Saturday, January 27, 2007

Beer is proof

that God loves us and wants us to be happy." This quote has been attributed to Benjamin Franklin (and others, for all I know), but who cares, it's amusing, and has been my email tagline for a while. I'll probably change it soon, but just this morning, while pursuing my Saturday morning hoo-hah (treadmill, laundry, preparation for errands to the bank & Home Depot, etc.) I flipped the kitchen TV on (how many TVs do you have in your house? I'm amazed to report that we have five, though to be fair two of them, in the kids' rooms, don't get much use these days - but I digress) - I flipped on the kitchen TV, which is normally tuned either to the channels on which we watch eagerly for School Closing reports, or weather updates, or else the History channel. So it was The History Channel, and it was their Modern Marvels series episode about beer (which spends 15 minutes pointing out how non-modern beer is, then 20 minutes pointing out how good American beer was until about 1930, then 5 minutes pointing out how crappy American beer was between 1930 and 1980, then the rest pointing out how retrogression since then has improved American beer). All right on, of course. But it reminded me of how much I love beer, and how much beer I used to drink, and how much I still love beer, and how much more important to me the six or eight beers a month I have now are to me than the cases of Miller's or Oly or Luck or Hamm's or Lone Star (etc. etc.) were that I used to drink in the bad old days when I drank all the beer I wanted to. But I can't help thinking back to my first beer (Miller High Life, and I loved it right outta the chute, unlike most people who claim it's an acquired taste), and periods in my life when a six of Pabst Blue Ribbon for $2.00 was a luxury, and also of course my introduction to dark draft at The Wursthaus in Old Harvard Square, served by Dino, who might - if you're not careful - burst into a Verdi aria, but that's a whole nother post.

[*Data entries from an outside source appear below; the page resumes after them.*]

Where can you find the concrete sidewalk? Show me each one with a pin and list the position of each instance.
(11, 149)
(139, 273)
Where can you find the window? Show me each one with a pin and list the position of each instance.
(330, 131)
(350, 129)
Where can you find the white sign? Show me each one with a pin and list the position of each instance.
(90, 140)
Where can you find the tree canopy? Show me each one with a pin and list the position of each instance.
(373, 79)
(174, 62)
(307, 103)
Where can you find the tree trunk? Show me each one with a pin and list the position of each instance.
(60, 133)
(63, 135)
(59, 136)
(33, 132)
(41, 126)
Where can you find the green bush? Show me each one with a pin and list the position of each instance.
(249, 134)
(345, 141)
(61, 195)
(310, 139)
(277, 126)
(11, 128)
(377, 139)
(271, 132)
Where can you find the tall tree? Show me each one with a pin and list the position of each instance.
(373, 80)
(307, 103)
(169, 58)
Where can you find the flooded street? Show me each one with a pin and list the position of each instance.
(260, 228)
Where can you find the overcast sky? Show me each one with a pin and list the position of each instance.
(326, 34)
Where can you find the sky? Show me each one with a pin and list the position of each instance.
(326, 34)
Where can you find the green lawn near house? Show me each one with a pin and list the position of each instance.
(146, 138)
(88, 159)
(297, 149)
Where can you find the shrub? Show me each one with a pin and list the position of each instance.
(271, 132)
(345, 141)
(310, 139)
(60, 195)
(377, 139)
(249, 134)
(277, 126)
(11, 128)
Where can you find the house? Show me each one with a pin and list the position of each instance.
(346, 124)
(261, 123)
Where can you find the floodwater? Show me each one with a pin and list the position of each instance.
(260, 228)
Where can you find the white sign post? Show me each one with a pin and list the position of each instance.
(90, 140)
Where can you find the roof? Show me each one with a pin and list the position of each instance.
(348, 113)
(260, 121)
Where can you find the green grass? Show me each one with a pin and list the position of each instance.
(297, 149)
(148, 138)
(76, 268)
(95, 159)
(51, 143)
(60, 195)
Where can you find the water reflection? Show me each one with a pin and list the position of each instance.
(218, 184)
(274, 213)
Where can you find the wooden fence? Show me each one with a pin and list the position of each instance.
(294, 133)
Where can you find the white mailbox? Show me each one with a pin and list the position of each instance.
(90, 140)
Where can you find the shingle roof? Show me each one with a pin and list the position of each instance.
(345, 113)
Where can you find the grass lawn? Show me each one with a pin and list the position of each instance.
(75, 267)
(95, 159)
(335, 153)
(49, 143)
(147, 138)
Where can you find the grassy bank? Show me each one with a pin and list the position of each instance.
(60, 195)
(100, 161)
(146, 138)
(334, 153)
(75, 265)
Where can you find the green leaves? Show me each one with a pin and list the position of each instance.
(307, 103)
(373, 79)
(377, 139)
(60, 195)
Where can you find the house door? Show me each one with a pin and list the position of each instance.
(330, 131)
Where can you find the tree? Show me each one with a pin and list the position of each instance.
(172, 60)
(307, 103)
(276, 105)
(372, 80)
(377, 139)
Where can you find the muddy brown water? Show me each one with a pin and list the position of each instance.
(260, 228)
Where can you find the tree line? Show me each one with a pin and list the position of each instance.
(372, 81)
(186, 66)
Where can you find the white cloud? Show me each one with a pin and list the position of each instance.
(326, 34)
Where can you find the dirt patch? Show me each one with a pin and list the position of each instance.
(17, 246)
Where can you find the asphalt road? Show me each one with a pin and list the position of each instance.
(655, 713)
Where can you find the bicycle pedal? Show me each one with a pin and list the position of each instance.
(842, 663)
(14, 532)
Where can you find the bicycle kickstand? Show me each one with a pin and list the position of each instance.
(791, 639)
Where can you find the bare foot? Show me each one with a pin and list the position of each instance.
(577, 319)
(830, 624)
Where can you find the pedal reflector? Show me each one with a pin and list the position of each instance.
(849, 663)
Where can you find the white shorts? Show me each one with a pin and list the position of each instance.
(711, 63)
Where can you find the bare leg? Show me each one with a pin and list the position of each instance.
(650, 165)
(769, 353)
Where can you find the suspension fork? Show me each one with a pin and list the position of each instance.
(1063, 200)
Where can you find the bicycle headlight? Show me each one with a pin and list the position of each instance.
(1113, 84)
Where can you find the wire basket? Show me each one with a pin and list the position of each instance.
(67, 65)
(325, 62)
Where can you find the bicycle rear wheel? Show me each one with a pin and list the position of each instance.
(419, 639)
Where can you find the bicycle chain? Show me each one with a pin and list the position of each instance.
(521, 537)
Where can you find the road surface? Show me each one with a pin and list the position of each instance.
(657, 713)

I am very grateful for the resurgence of "micro" breweries, which return us (sorta) to the day when local houses brewed their own, and pubs were known by their brews, rather than their decor. Thinking about it, I'm not altogether sure that this time ever really existed, or if it's really a place in Wodehouse-land (theme park of my dreams!). But the fact is that local micros don't mind trying things out for a little while, then putting them aside for their "regular" lines and maybe coming back to them later if demand is there.

I dunno. There should be more good beer in the world.